Why is finding the RMS current from a superimposed DC and AC signal the same as the pythagorean theorem?

Question

Suppose two currents of value $a$ (from dc source) and $b\sin(\omega t)$ (from ac source) are superimposed. We want to know the effective RMS current. By taking the average of the square of $a + b\sin(wt)$ I get the value as $\sqrt{a^2+b^2/2}$. However, that exactly matches the value if we square and add the RMS value individually like $a^2+(b/\sqrt{2})^2$ and then take its square root! Why do these two methods give the same answer? Its just like applying Pythagoras theorem!

Answer 1

It can be analytically easily shown. Let $T$ be the period of the ac signal ($T=1/2\pi\omega$). The square of the RMS current will then be given by:

$I_{rms}^2 = \frac{1}{T} \int_0^T (a+b \sin \omega t )^2dt=\frac{1}{T}[ \int_0^T a^2 dt + \int_0^T 2ab \sin \omega tdt +\int_0^T b^2 \sin^2 \omega tdt] $

Given that the second integral vanishes we have:

$I_{rms}^2 = \frac{1}{T}\int_0^T a^2 dt + \frac{1}{T}\int_0^T b^2 \sin^2 \omega tdt = I_{rms,a}^2 + I_{rms,b}^2$

which is just adding the squares of the RMS values of the two currents individually. Would this 2nd integral of the cross products be non zero (which could well be the case in other scenarios) one can not simply add the squares. Basically, the cross term between the instantaneous currents contributes at any given moment to the square of the instantaneous currents but it vanishes when one takes the time integral and does not contribute to the total RMS current.

Edits Since the main title was changed to why this looks similar to the Pythagorean theorem: I do not think there is any geometrical connection with a triangle. You can make some connection with generalizing the Pythagorean theorem to functional analysis in which you define inner products of functions by integrals. There you have a similar relation if the functions are orthogonal.

Answer 2

The Parseval and Planquerel are the key facts to note here. They are equivalent to the notion that the Fourier transform is a unitary map and that sinusoids of different frequency are orthogonal. You need to define your notion of orthogonality carefully and this leads to the rather technical idea of the tempered distributions, but here you can make things easier for yourself and consider only functions that are periodic over the period of the sinusoid you're looking at. Then you can resolve all such periodic functions into Fourier series and the sinusoids with periods that are integer fractions of the period of consideration can be made in to an orthonormal basis for such periodic functions. Crucially here we must include a sinusoid of zero frequency to make our basis complete.

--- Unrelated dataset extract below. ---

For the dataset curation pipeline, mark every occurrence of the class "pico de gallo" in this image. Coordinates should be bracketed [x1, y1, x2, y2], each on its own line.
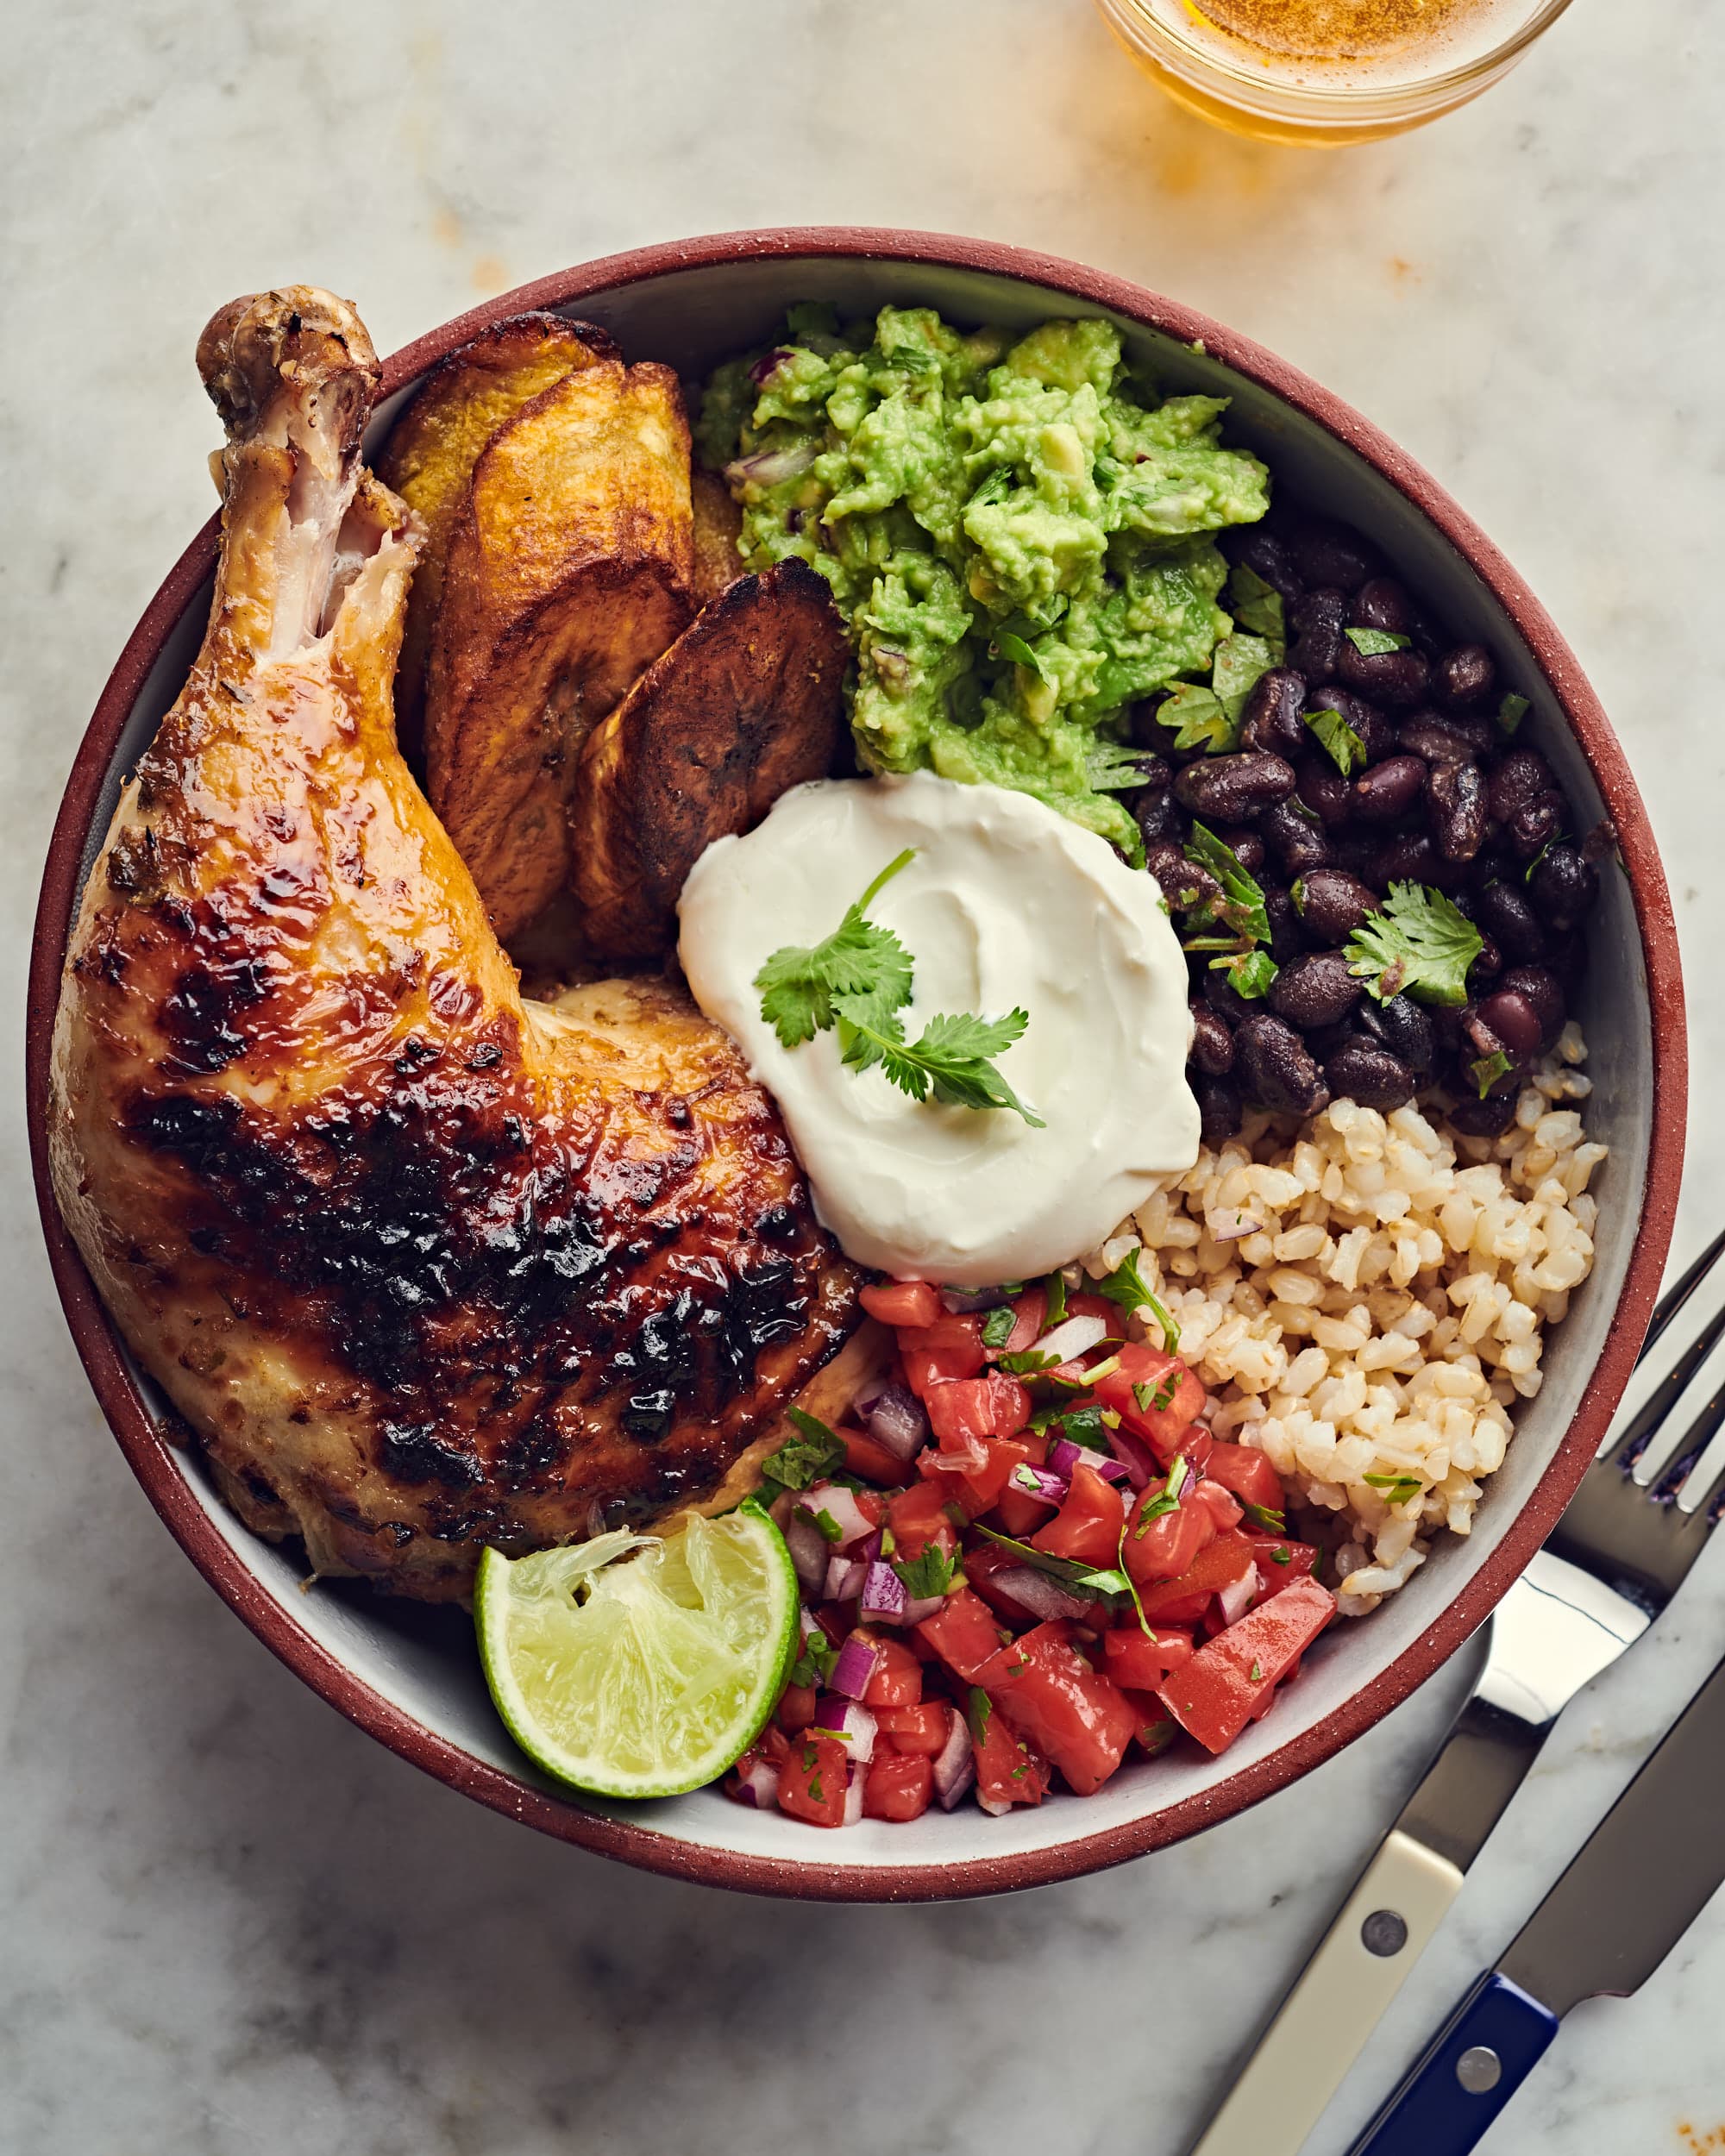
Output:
[726, 1268, 1338, 1827]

You can take the fact that the sinusoids are orthogonal to be a given, or you can think of them as resulting from a certain Sturm-Liouville problem, namely one with $p(x)=w(x) = const$ and $q(x)=0$ in the Wikipedia page notation. Sturm-Liouville systems alway yields a complete set of orthogonal eigenfunctions, but the inner product in question is not always the simple integral of the product of the functions in question as it is for Fourier series.